A second issue is dividing up the substantial evaporation use on the Lower Basin mainstem reservoirs. I have no doubt that the 1922 compact negotiators considered this evaporation a man-made beneficial consumptive use to be covered by the 8.5 million acre-feet apportioned to the Lower Basin, but it is not covered in the Supreme Court’s decision.
Third, there are difficult Lower Basin accounting issues to resolve, including how compact apportionments are to be measured. Yes, a century after the compact was signed, this fundamental issue has never been resolved (see Science Be Dammed, chapter 12). Another unresolved accounting question is how to address the depletion of groundwater hydrologically connected to the Colorado River.
These accounting issues point to a bigger issue. The primary purpose of a Lower Basin compact would be to allocate among five states 8.5 million acre-feet of beneficial consumptive use – the amount apportioned to the Lower Basin by the 1922 compact. How would a compact address the reality that when tributary uses, reservoir evaporation, and hydrologically connected groundwater are considered, the Lower Basin is currently using more than 8.5 million acre-feet?

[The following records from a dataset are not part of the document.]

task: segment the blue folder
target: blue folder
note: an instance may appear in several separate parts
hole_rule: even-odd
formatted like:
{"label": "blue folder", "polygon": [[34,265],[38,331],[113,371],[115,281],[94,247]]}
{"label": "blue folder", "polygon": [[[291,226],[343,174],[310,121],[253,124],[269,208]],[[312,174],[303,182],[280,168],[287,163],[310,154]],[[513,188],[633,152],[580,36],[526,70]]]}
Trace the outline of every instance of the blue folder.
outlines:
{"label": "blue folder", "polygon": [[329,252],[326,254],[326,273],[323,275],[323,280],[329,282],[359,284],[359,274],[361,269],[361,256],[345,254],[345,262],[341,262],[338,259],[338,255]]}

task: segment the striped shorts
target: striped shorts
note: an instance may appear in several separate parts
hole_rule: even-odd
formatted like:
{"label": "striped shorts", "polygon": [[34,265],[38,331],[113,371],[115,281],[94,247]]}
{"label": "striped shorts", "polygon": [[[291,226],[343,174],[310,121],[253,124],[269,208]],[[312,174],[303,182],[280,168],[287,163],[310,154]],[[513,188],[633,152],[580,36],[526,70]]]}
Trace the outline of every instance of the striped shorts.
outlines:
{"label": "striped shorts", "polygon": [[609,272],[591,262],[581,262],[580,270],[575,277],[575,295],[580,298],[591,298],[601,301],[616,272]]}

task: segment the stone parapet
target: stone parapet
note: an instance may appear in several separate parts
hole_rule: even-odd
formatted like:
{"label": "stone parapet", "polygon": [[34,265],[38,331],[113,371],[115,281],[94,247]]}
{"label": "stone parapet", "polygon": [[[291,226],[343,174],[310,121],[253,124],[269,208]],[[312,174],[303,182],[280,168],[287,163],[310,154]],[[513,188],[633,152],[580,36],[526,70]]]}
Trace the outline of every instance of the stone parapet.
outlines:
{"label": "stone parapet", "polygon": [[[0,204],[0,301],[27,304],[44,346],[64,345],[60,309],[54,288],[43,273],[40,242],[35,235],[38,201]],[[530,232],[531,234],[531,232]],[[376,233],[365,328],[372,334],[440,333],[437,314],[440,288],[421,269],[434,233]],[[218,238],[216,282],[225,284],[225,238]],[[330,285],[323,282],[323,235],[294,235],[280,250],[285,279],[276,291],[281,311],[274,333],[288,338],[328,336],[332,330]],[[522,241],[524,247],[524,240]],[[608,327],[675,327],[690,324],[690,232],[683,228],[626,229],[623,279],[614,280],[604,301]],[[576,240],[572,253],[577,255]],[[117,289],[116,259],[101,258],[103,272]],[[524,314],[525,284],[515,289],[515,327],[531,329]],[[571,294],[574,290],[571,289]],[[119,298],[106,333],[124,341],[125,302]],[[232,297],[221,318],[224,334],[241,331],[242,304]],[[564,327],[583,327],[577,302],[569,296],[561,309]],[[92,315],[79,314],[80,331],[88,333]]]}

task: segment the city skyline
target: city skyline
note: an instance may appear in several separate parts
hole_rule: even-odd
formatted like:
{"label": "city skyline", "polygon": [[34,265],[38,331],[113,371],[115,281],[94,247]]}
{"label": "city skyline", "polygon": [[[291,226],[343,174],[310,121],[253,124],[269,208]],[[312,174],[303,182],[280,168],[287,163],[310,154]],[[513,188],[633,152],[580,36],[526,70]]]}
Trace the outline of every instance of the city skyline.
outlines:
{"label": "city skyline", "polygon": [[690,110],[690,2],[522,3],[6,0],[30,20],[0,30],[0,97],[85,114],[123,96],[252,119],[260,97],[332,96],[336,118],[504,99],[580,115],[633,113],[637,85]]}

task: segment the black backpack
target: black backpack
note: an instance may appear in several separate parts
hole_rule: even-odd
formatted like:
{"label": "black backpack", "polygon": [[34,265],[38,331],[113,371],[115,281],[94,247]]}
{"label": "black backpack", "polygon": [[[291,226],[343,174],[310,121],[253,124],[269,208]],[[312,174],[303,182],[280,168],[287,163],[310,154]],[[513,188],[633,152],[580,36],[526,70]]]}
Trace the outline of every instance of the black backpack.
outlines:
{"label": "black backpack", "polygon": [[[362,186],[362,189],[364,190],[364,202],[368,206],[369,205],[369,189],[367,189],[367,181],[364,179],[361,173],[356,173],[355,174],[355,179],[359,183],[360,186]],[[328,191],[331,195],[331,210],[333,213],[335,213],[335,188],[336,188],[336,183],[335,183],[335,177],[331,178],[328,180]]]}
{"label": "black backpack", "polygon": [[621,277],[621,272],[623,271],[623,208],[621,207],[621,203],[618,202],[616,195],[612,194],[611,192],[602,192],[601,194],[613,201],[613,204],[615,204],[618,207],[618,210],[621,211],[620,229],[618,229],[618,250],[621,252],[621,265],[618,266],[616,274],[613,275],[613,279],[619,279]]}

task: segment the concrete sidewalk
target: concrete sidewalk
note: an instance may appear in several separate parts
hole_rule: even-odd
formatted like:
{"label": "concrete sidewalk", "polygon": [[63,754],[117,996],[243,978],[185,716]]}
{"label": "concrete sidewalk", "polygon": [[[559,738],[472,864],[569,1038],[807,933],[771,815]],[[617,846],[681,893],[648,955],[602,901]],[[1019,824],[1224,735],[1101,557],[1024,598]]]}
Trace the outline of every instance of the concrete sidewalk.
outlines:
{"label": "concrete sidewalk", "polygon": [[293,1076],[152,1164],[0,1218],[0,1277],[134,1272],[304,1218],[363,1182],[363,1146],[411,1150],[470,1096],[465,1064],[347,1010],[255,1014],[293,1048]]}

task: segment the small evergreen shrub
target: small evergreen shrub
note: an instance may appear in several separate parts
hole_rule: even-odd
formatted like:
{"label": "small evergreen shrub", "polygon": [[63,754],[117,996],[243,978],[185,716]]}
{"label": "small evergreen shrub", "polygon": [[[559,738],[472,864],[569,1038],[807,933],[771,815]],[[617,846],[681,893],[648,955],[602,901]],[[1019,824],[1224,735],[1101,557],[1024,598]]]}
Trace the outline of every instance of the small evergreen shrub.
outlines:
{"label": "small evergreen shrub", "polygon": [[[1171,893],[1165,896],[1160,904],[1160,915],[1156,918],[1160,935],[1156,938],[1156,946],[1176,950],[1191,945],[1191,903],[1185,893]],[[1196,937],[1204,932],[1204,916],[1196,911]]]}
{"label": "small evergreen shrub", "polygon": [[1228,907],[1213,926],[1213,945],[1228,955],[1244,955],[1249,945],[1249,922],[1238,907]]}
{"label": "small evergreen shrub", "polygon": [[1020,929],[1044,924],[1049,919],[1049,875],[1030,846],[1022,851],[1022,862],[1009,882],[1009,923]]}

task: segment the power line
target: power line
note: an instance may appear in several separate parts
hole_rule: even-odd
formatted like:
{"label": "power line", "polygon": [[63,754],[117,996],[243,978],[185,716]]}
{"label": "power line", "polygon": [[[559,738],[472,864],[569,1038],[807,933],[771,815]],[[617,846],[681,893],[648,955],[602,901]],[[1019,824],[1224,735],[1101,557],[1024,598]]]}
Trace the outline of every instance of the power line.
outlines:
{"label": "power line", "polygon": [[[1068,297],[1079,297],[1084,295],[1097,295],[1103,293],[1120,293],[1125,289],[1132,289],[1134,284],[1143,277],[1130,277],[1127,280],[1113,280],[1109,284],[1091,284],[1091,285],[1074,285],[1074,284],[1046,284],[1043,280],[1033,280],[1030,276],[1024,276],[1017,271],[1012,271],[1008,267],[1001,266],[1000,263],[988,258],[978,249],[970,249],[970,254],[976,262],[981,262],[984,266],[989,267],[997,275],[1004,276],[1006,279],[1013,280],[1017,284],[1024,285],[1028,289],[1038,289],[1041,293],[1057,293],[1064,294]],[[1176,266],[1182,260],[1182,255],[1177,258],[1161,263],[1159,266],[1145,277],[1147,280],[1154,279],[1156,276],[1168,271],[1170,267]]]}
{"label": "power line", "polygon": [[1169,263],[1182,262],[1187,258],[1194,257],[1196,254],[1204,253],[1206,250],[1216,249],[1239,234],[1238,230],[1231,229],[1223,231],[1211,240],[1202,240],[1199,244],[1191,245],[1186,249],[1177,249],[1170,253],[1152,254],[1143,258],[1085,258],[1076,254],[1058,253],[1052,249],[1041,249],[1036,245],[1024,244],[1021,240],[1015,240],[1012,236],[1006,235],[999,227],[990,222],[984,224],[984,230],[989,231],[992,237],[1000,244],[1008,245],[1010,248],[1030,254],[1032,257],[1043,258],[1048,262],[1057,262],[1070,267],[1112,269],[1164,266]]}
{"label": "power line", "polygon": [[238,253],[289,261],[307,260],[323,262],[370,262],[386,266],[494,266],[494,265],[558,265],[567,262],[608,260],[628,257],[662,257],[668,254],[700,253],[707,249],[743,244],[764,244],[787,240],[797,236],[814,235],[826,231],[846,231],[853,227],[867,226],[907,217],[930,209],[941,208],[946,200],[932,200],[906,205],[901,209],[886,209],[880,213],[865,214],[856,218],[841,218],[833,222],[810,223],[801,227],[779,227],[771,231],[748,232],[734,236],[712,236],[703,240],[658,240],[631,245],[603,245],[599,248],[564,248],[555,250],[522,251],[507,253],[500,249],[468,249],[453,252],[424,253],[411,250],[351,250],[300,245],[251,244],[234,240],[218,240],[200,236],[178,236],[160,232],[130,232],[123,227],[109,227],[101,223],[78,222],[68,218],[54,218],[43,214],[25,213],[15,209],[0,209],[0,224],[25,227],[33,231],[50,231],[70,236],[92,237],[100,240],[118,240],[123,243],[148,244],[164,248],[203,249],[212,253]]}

These major unresolved issues are why in Science Be Dammed John Fleck and I conclude that there is little incentive and major downsides for important playsers to a Lower Basin compact, thus it is unlikely to happen. The problem from my perspective as a former manager of an Upper Basin water agency is that through the 1948 Upper Basin compact, reservoir evaporation, hydrologically connected groundwater, and overuse are all addressed. Without a Lower Basin compact, important elements of the equity between the basins are missing.